Wednesday, November 09, 2016

Trump

 I gotta admit, the few times I genuinely feel good are the times when everyone else is suffering. Taking any kind of pleasure from someone else's misery is never ok in any kind of situation, but it's a raw feeling most of us have experienced. It's with age, wisdom, and maturity that we learn that it's not ok and that instead of laughing at someone, you help them. I have no doubt that this habit is rooted in some dysfunctionality that is tied to my own traumas, so I stop to reflect on it here and there. I've been going back and forth emotionally for the better part of the day because of what happened and what it means. From what I can see, the majority of folks in my circles are stunned and shocked that he won. They can't comprehend that a vile person would be this popular or that a chunk of people not only identified with him but also embraced him.

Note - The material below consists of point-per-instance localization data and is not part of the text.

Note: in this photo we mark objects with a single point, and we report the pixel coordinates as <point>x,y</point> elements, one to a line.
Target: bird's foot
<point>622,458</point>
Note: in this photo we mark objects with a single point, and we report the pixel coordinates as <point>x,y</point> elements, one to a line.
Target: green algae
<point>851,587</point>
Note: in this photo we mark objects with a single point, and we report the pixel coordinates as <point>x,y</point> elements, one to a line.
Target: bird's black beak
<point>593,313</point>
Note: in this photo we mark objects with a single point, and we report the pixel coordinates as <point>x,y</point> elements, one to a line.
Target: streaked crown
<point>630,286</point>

I know we live in a bubble here in California, but come on, I'm more shocked at the fact that y'all are shocked. I know we all tend to stay in our lane when it comes to the kind of folks we surround ourselves with but come on now, don't be so gullible. I'm not gonna say that I predicted he'd win, but I also didn't take him for a complete joke either. There is genuine hatred and fear by a lot of folks in this country when they think about folks like me coming up and taking their share.

Growing up undocumented forces you to see things differently, but it wasn't that experience that helped me process what happened and why it happened. No, like a lot of things in my life, it was pop-culture that helped me make the connections and see what was really going on and how we all got here, which is why I'm not surprised or devastated like most folks. And it goes without saying that while I may be an immigrant and Latino, I'm still a man and that makes things a lot easier for me because of the way society works. I'll get by one way or another. It also doesn't mean I don't feel some kind of way about it either.

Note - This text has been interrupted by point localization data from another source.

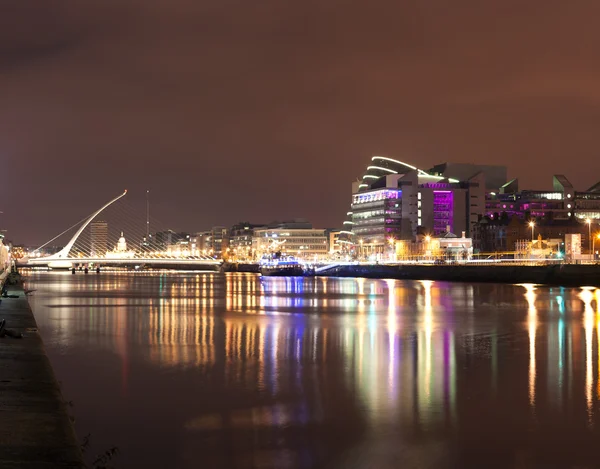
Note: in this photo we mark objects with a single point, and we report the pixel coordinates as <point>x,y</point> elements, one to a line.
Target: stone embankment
<point>35,429</point>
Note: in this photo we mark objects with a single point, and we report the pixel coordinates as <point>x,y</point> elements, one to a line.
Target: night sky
<point>239,110</point>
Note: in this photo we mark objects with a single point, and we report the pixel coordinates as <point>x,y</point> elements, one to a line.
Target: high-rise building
<point>98,238</point>
<point>398,201</point>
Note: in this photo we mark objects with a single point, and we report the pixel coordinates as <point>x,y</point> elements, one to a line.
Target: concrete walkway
<point>35,430</point>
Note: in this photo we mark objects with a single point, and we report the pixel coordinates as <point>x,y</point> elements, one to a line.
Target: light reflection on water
<point>212,370</point>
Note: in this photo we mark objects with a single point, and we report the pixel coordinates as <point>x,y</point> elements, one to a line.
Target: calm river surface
<point>204,370</point>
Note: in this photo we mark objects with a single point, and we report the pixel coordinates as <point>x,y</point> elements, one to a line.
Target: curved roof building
<point>396,200</point>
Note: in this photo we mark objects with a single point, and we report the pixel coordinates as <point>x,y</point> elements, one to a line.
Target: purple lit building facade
<point>397,201</point>
<point>561,203</point>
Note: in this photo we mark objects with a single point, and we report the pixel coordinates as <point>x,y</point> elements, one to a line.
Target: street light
<point>589,222</point>
<point>532,226</point>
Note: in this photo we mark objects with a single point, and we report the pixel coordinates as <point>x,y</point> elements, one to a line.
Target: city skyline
<point>268,111</point>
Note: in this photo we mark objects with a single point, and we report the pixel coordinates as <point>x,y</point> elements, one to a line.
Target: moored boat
<point>282,266</point>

Like a lotta other folk out there who are Dacamented, my first thoughts were of my work permit and what is going to happen. Is he going to end the DACA program? If he does, what's going to happen to everyone who is on the government's radar? Are we going to be wrangled up and deported because we were part of a work program? Will we get to keep our current status or better yet, transition into something more permanent? The obvious answers that yeah, chances are DACA is going to get cut off and that we'll be exposed to our worst fears.

The reactions I'm seeing from those in the same boat as me doesn't instill any kind of hope, with the exception of those who organize and are active in social justice spaces. I saw messages from reporters over social media asking those who have DACA for interviews. I did one of those interviews while I was lifted, so while I can't say that it'll make it on air, it did help me process a bit. I reflected on the last time I felt this kind of uncertainty back in 2010 when the Federal Dream Act didn't pass. It's a sickening feeling that can easily overwhelm you if you are not in the right frame of mind or lack support networks. It also goes without saying that in the last six years, I've made strides and matured to a point where I'm able to deal with feelings and situations like these in a healthy and positive way.

It's a battle to stay in that kind of mindset when depression is comforting, especially when others are depending on you. So like everyone else, I'll do me and process this new reality. I'll binge eat, read some comics, go on a bike ride, and play some video games. I'll do those things knowing that I'll be preparing for the fights that are coming and to support those who'll need it. This is not my country nor do I have any delusions about being accepted and assimilated. I've invested the better part of my life in this country and for me to leave, by choice, would be letting down everyone else who needs support and calls this country home.

Tomorrow is another day and when you are ready to fight, hit me up and I'll be there to support.